CC Open Source Blog

Indexing License Metadata in Tracker, Week 2

gravatar

by jakin on 2007-06-19

I've made progress extracting licenses from the following formats: Vorbis, MP3, FLAC, PDF, JPEG, TIFF, PNG, PDF, HTML, and MSOffice. They are by no means all done, but for several formats I have patches and am awaiting approval from Tracker.

I've written a GStreamer bug report and submitted a patch to allow reading the WCOP (License URI) id3v2 tag. Discussion continues there.

No luck with video metadata (AVI, Matroska, OGM, Quicktime). Things are just too ad-hoc in that arena to get anything worthwhile done.

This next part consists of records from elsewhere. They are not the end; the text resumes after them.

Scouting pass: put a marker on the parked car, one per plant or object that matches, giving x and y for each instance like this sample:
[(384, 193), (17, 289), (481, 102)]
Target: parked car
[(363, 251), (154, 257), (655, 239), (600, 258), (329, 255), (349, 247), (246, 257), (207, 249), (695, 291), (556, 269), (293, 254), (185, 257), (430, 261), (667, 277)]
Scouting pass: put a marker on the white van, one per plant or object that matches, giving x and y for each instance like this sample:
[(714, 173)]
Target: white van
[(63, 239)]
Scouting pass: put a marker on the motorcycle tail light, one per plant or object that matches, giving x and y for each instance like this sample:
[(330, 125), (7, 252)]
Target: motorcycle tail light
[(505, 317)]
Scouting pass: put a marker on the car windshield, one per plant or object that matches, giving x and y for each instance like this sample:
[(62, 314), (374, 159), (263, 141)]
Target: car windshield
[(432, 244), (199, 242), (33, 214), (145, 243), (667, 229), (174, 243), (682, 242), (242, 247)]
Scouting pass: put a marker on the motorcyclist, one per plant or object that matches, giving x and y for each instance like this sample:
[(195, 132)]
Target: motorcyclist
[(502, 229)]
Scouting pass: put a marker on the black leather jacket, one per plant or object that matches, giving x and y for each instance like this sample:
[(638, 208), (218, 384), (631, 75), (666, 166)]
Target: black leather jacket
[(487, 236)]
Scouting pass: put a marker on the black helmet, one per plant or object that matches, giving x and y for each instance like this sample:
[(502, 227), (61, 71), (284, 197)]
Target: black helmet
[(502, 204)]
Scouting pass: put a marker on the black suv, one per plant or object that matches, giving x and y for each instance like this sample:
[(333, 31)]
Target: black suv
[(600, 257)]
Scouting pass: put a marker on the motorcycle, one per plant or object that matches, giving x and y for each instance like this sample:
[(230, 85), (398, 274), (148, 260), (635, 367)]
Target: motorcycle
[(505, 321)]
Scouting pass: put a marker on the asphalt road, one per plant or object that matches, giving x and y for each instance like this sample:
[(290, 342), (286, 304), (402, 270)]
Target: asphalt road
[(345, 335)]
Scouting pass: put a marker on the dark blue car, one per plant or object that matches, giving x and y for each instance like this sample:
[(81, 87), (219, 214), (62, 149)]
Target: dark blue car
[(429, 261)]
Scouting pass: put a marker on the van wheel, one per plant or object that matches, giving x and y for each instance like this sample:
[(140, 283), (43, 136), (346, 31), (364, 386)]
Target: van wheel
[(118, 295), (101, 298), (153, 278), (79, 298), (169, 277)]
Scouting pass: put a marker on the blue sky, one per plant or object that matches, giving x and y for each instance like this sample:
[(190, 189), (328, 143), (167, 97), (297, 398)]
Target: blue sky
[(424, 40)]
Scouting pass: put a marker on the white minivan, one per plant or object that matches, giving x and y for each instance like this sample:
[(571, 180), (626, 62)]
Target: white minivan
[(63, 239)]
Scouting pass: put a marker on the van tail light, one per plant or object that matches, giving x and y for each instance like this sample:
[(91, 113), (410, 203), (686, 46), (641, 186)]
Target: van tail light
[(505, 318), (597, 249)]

For Tracker, GStreamer is doing all the work on extracting video metadata, but as far as I can tell, nothing relating to licenses ever gets extracted and passed on to Tracker. GStreamer would need to be updated to read the tags, but that can't be done unless there are consistent specs on how to do so. Exempi can embed XMP into MOV and AVI, but I don't know how to get it back out. It may or may not be feasible to write an extractor that only extracts XMP using Exempi.

Information on various file formats' metadata is available here: http://wiki.creativecommons.org/Tracker_CC_Indexing While Tracker won't specifically be indexing every format mentioned, I'm trying to document the formats relevant to Creative Commons. If I'm missing any important formats, please let me know.

Overall, things are progressing well. At the rate things are going, by the end of the summer I'll have become a manual for file format specifications :-/

Cheers